Director: Christopher Nolan
Starring: Leonardo DiCaprio, Ellen Page, Joseph Gordon-Levitt
Runtime: 148 mins
There are not many films that manage to comprehensively warp reality with a sophistication and subtlety to rival that of The Matrix, but Inception may just be one of them. While The Matrix suggested that what seems real is not, and presented an already fully-formed conspiracy as to the alternative, Inception goes one further by merging possible and probable realities, putting far greater emphasis on the judgement and agency of characters and audience alike.
But in spite of the nitpicking over consistency this ambivalence is bound to invite, there can be no doubt that Christopher Nolan has surpassed himself conceptually. His 2000 mind-warp Memento is surely a hard act to follow where conceptual originality is concerned: it is a mostly backwards narrative that addresses themes of what we take to be true and false. Inception, however, is arguably all the more impressive because its many ventures into and across the characters’ psyches are anchored within the solid framework of linear time, keeping together a sprawling web of plot layers that could well have disintegrated and shattered the dream otherwise.
In order to successfully achieve ‘inception’ (the art of planting an idea deep into a person’s subconscious), ‘extractor’ Dom Cobb (DiCaprio) and his team set to work constructing a three-layered dreamscape (a dream within a dream within a dream) for subject Robert Fischer (Cillian Murphy) to experience, incepting the idea that is to take root in Fischer’s mind within the third, deepest layer.

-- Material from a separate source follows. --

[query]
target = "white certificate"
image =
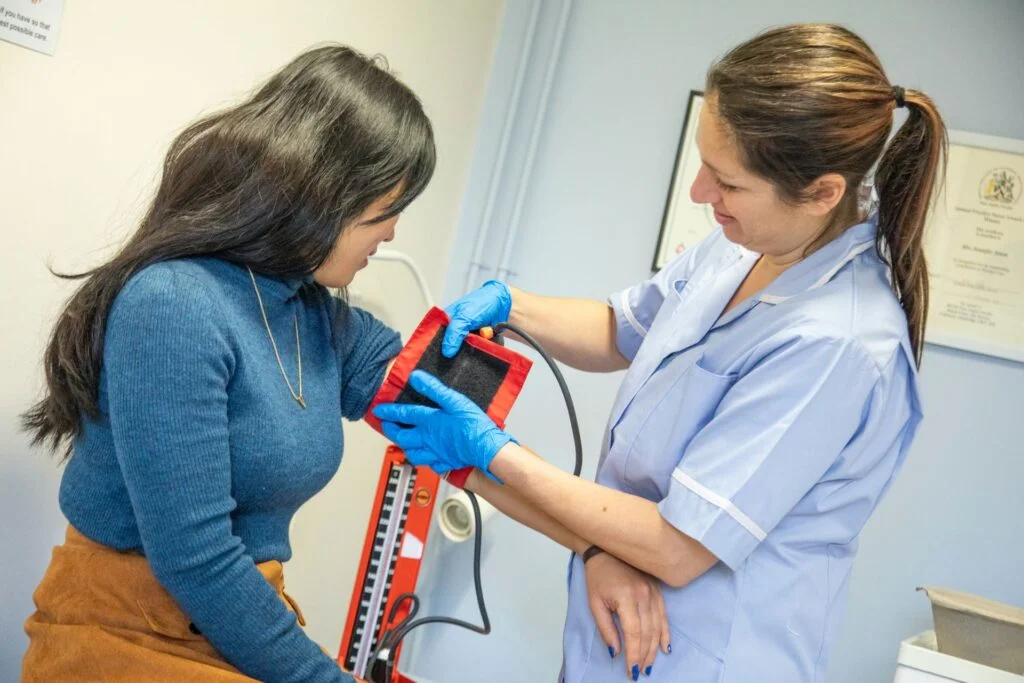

The further down these dream layers the characters travel, the more screen-time is spent on each, giving the sensation almost of real-time, which involves the audience on a much deeper, more subliminal level as it mirrors the film’s obsession with deepening dimension. Though Murphy’s at times lukewarm performance is markedly at odds with the rapidity of the plot, DiCaprio blends distractedness and tenacity to create a character of knotted complexity.
But this is much more than the average swift, slick thriller. As the architects of the film’s dreamscapes are constantly praised or criticised for their levels of detail, perhaps Nolan, as ‘architect’ of the film, should be judged on the same principle. To have realised such a nuanced idea is no mean feat – though the plot is by no means watertight, as the countless possible interpretations testify. Nevertheless, each layer of unreality is distinct enough from the others to give the film genuine, lucid depth and dimension: surely the true test of the plausibility of any work that deals so ambitiously with the elusive (and illusive) nature of reality.